I'm working with an $n$-dimensional spherical t-distribution for which the density is defined as
$f(x) = \frac{\Gamma(\frac{n+\nu}{2})}{(\pi \sigma^2\nu)^{\frac n2}\Gamma(\frac \nu2)} \left( 1 + \frac{\|x|\|^2}{\nu \sigma^2} \right)^{- \frac{\nu+n}{2}},$
with $\sigma > 0$ a scale parameter and $\nu \geq 1$ the degrees of freedom.
I know that when we represent $X$ like $RU$ with $U$ the uniform distribution on the unit sphere of dimension $n$ and $R$ a 1-dimensional positive random variable independent of $U$, then $R^2/n \sim F(n, \nu)$.

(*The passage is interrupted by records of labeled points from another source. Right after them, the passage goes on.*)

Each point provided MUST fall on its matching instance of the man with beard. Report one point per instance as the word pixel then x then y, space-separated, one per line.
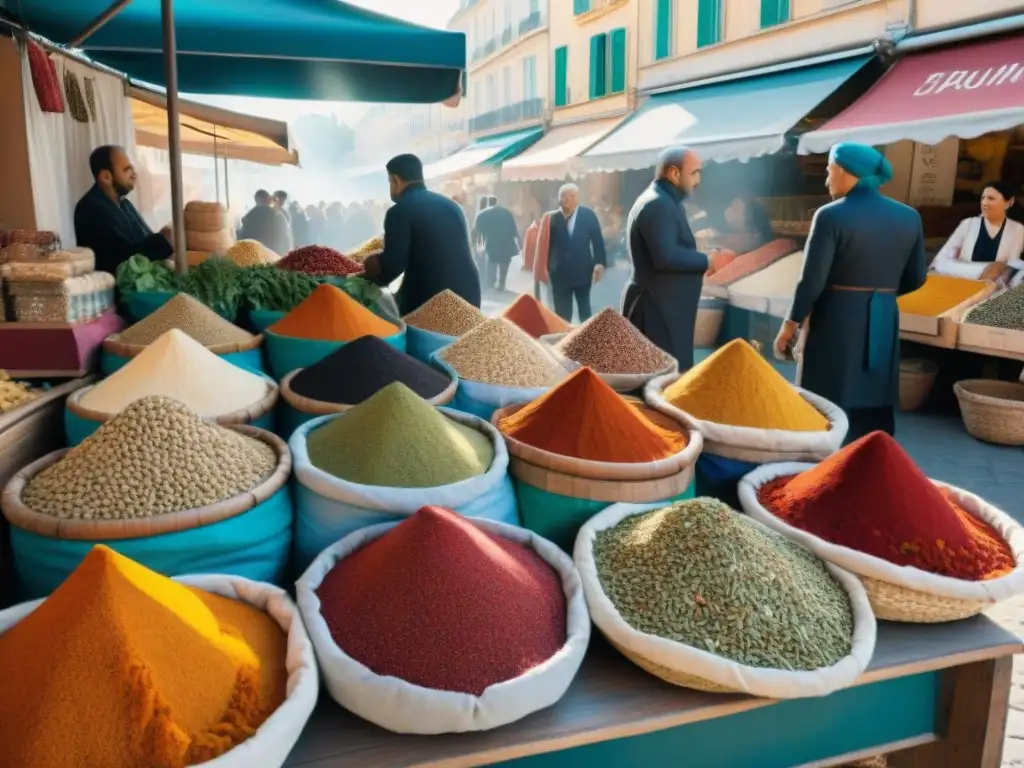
pixel 663 298
pixel 863 251
pixel 426 242
pixel 108 223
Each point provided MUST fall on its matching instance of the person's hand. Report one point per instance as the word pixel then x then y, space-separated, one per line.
pixel 784 339
pixel 993 271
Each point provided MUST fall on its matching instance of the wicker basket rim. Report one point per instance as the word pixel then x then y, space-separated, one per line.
pixel 19 515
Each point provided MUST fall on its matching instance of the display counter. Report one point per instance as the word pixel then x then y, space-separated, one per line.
pixel 935 694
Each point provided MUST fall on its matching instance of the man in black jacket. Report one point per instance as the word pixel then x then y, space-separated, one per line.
pixel 426 240
pixel 108 223
pixel 577 258
pixel 664 296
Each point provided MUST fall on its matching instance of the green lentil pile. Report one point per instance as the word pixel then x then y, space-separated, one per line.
pixel 188 314
pixel 446 313
pixel 397 439
pixel 1006 310
pixel 156 457
pixel 500 352
pixel 699 573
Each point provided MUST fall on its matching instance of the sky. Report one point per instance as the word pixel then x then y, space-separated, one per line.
pixel 426 12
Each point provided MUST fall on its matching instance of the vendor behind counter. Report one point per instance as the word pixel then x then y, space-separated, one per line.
pixel 105 220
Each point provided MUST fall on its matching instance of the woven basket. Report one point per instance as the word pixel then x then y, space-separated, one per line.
pixel 322 408
pixel 992 411
pixel 708 328
pixel 18 514
pixel 916 377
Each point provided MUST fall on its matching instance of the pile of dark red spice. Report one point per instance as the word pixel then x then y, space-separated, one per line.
pixel 871 497
pixel 440 603
pixel 321 261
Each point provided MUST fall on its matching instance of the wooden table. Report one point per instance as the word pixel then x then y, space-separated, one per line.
pixel 936 695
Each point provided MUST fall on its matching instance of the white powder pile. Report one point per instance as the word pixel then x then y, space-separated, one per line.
pixel 176 366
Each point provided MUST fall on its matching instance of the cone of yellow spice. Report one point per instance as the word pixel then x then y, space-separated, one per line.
pixel 737 387
pixel 123 668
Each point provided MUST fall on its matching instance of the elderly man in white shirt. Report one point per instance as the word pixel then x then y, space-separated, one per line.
pixel 983 247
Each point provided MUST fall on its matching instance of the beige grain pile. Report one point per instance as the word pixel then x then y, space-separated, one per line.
pixel 154 459
pixel 500 352
pixel 178 367
pixel 446 313
pixel 185 313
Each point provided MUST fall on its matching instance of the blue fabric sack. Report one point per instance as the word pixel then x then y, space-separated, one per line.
pixel 328 508
pixel 422 344
pixel 255 545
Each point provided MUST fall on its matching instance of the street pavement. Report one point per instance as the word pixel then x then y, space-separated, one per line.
pixel 940 446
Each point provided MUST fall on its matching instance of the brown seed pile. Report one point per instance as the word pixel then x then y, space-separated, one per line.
pixel 499 352
pixel 190 315
pixel 155 458
pixel 610 344
pixel 446 313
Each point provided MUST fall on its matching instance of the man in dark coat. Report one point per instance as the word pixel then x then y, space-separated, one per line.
pixel 497 227
pixel 576 257
pixel 426 242
pixel 864 250
pixel 108 223
pixel 266 224
pixel 664 295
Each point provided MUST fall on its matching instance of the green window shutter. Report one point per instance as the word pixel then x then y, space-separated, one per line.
pixel 598 66
pixel 561 76
pixel 663 29
pixel 773 12
pixel 616 45
pixel 710 22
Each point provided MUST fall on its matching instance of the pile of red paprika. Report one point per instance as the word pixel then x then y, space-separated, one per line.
pixel 321 261
pixel 870 497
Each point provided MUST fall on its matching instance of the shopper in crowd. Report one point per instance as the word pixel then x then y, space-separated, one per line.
pixel 570 255
pixel 107 222
pixel 426 240
pixel 266 224
pixel 664 295
pixel 497 228
pixel 864 251
pixel 982 245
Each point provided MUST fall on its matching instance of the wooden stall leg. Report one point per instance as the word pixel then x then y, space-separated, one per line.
pixel 973 713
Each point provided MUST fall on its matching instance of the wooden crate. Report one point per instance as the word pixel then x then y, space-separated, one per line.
pixel 941 330
pixel 997 342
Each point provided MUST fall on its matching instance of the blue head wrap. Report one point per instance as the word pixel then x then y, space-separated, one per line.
pixel 864 162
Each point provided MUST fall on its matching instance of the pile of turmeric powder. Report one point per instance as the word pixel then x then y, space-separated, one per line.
pixel 123 668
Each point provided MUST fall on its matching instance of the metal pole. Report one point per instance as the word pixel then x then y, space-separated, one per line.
pixel 96 23
pixel 174 135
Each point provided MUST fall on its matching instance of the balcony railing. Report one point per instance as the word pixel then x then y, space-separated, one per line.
pixel 530 23
pixel 530 109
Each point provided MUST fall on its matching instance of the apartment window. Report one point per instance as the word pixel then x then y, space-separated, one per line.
pixel 709 23
pixel 561 76
pixel 663 28
pixel 529 78
pixel 607 64
pixel 773 12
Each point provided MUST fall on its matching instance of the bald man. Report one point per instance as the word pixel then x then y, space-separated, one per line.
pixel 663 298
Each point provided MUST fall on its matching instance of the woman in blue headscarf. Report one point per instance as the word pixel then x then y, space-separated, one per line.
pixel 863 251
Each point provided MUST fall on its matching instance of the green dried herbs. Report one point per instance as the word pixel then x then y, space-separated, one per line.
pixel 701 574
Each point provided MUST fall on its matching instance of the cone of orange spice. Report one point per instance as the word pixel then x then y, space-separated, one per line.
pixel 870 497
pixel 584 418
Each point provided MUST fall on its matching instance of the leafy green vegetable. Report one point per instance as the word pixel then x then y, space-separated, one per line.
pixel 140 273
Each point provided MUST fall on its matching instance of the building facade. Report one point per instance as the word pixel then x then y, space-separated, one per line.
pixel 508 74
pixel 684 41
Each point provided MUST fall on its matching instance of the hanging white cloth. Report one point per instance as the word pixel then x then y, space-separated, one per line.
pixel 59 145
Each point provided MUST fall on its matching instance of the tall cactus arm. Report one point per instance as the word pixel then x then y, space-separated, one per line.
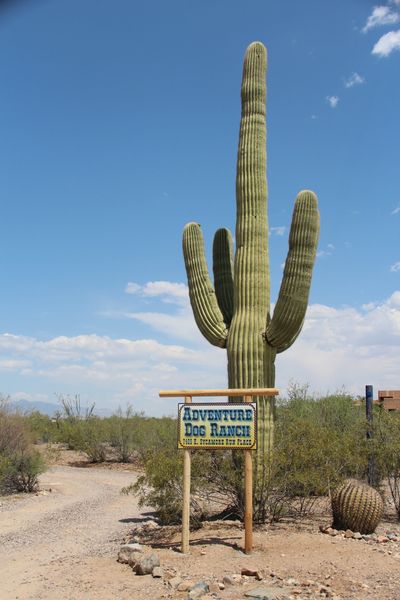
pixel 223 272
pixel 291 306
pixel 206 311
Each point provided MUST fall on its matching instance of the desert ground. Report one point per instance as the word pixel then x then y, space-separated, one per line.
pixel 63 543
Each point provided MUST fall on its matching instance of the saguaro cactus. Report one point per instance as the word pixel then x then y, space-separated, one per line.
pixel 235 314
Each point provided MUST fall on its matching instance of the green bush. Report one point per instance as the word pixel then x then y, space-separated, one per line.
pixel 19 471
pixel 318 443
pixel 20 464
pixel 385 449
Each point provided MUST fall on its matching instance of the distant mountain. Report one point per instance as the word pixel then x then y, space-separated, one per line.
pixel 46 408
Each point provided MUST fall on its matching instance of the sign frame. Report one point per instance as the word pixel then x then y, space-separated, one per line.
pixel 217 426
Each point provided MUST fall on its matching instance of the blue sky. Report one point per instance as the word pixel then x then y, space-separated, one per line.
pixel 119 123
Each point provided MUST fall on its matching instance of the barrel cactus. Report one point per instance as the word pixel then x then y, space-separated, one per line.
pixel 356 506
pixel 234 313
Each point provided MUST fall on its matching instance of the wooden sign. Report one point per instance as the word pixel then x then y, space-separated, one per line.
pixel 217 425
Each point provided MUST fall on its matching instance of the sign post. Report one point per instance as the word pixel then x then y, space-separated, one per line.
pixel 186 494
pixel 248 497
pixel 226 425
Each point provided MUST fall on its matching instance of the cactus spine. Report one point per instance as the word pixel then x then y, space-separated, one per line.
pixel 235 312
pixel 356 506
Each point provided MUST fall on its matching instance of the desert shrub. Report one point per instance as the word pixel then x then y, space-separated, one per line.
pixel 19 471
pixel 318 443
pixel 126 433
pixel 93 440
pixel 385 448
pixel 42 427
pixel 20 465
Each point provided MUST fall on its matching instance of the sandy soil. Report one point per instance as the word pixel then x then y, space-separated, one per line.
pixel 63 544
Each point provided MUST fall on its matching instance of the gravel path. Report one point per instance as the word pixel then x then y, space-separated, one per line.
pixel 63 544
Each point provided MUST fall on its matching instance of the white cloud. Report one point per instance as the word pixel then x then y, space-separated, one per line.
pixel 278 230
pixel 387 43
pixel 327 252
pixel 333 101
pixel 381 15
pixel 169 292
pixel 346 346
pixel 354 79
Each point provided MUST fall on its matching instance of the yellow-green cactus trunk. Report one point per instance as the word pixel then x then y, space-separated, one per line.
pixel 234 313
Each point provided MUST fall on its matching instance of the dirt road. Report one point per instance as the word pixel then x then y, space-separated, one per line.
pixel 63 544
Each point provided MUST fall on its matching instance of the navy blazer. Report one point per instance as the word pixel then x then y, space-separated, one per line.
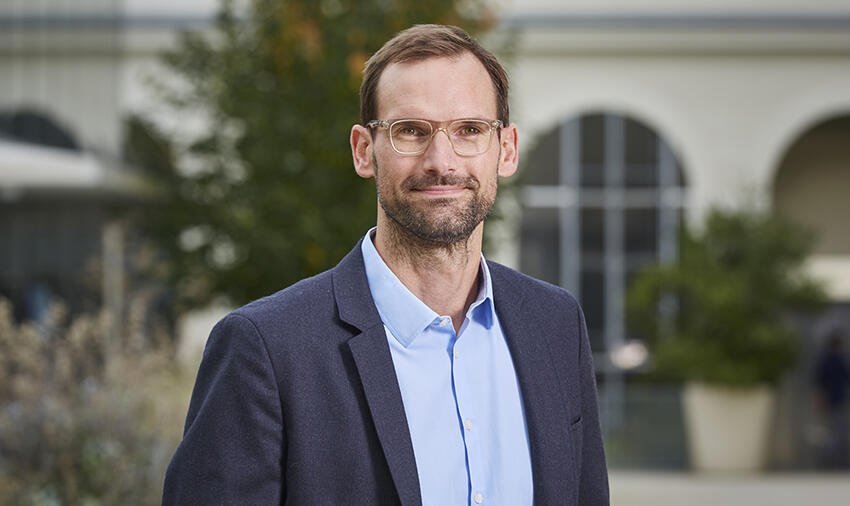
pixel 297 402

I'm interested in the distribution of $X$ when projected onto a 1-dimensional subspace. Because of symmetry I can simply take the first component to project onto. Integrating over the other dimensions the density function should be obtained. I'm stuck however with the integral
$g(x_1) = \int_{-\infty}^\infty \dots \int_{-\infty}^\infty \left( 1 + \frac{x_1^2 + \dots + x_n^2}{\nu \sigma^2} \right)^{- \frac{\nu+n}{2}} dx_2 \dots dx_n.$
Any ideas about how to obtain the distribution of the projected variable?